Pasticcio delicious with Tortiglioni
first courses from Italy
Stale bread dumplings and spinach
Stale bread dumplings and spinach
ready in
1 hour 30 minutes
difficulty
daily requirement
100% Fat
100% Protein
100% Carbohydrates
translated by
Italian
with
An anti-waste recipe! Delicious dumplings served with gorgonzola sauce, mascarpone cheese and hazelnuts
Boil the spinach, let it cool, squeeze well, go cut and set aside.
Soak the bread in milk until it becomes soft. Squeeze the well and add to spinach. Add two egg whites, salt, a pinch of nutmeg and mix with a fork.
Add the flour gradually and knead with your hands (on a floured surface or, if you prefer, in a large bowl). Add flour fine as the dough does not stick to the fingers.

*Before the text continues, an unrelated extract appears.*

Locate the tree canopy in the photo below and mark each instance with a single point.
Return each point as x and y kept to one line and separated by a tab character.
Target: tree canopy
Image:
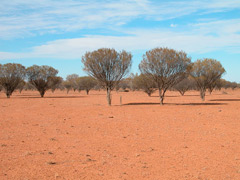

At this point, the pieces detached and carried out of the sticks which then will cut the size and shape of the typical dumplings. Cook them in salted water, but started cooking in cold water!
For cooking times, you have to calculate 15 minutes from when the water starts to boil. A trick not to attack each other gnocchi (and fresh homemade pasta in general) during cooking, it que
Meanwhile, prepare the sauce: in a frying pan, melt the butter with the mascarpone and gorgonzola and simmer over a low heat until obtaining the desired consistency.
Once cooked gnocchi, drain and transfer them to the pan with the sauce. Mix well and serve your piping hot dumplings with a sprinkling of chopped nuts! Enjoy your meal!